= Demographic history of Pomerania =

Mother Tongues of the Province of Pomerania, according to the 1905 Census

Pomerania has experienced several transitions not only of culture and administration, but also of its population.

In 997 AD many Old Prussians were baptized by Adalbert of Prague in the Vistula Delta. By that time Slavs had moved up north and the territory became known as Pomerania by 1046 AD.

The second major transition of most of the Pomeranian tribes was from Slavic to German in the 14th century. At the end of the first millennium, Piast Poland incorporated whole of Pomerania into its state. Afterwards, in the beginning of the second millennium, Denmark and the German Holy Roman Empire started to incorporate pagan Pomeranian territories into their expanding feudal states. Most Slavic Pomeranian tribes west of the Oder had lost their independence in late 12th century. In the course of the 14th and 15th century, German settlement in the Duchy of Pomerania increased. Where Slavic population was left, they were called Wends, Kashubians or Slovincians to distinguish them from the German Pomeranians. Whereas through later history the Kashubs were only minority in the Eastern Duchy of Pomerania, their numbers were notably higher in Pomerelia as well as the numbers of Germans were significantly lower there either. Pomeranian history was, from that time, closely tied to the history of Germany, Denmark and Sweden, whereas Pomerelian history was also until 1308 and between 1466 and 1772 closely tied to Poland.

In the 17th and 18th centuries, the Thirty Years' War and the Nordic Wars had a severe impact on all of Germany including the Pomeranian population. More than half died and many villages were wiped out. After this enormous population drop, new settlers were called in from less devastated German territories. Yet, not all villages were repopulated, so today's density of communities is not as high as back in the Middle Ages.

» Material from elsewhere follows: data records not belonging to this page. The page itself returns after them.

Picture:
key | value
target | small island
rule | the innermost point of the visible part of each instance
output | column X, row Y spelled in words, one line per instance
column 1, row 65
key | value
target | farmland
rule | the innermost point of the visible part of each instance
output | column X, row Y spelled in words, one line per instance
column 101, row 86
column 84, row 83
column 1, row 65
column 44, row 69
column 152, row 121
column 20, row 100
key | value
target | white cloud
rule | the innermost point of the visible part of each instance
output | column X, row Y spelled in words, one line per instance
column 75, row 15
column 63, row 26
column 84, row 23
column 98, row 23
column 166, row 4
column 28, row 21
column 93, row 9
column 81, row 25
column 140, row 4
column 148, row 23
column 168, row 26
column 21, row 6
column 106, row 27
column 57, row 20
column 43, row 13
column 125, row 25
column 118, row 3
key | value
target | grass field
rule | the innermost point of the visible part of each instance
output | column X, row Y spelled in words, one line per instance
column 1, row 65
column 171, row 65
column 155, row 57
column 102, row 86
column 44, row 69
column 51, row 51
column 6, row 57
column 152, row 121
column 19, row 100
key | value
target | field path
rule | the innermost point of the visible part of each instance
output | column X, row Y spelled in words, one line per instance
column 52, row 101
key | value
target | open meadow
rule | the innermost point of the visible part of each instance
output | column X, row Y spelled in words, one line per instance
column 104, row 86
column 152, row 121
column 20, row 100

The third major change of Pomeranian population happened in the course of World War II and its aftermath. In Nazi Germany, Jews and many members of the Polish minority were murdered. Due to the advance of the Red Army and the territorial changes after the war, nearly all Germans populating post-war Poland that survived the war and failed to evacuate in 1945 were expelled to post-war Germany 1945-1947. The major, now Polish part of Pomerania was resettled mostly with Poles, in part expellees from the former eastern territories of Poland annexed by the Soviet Union.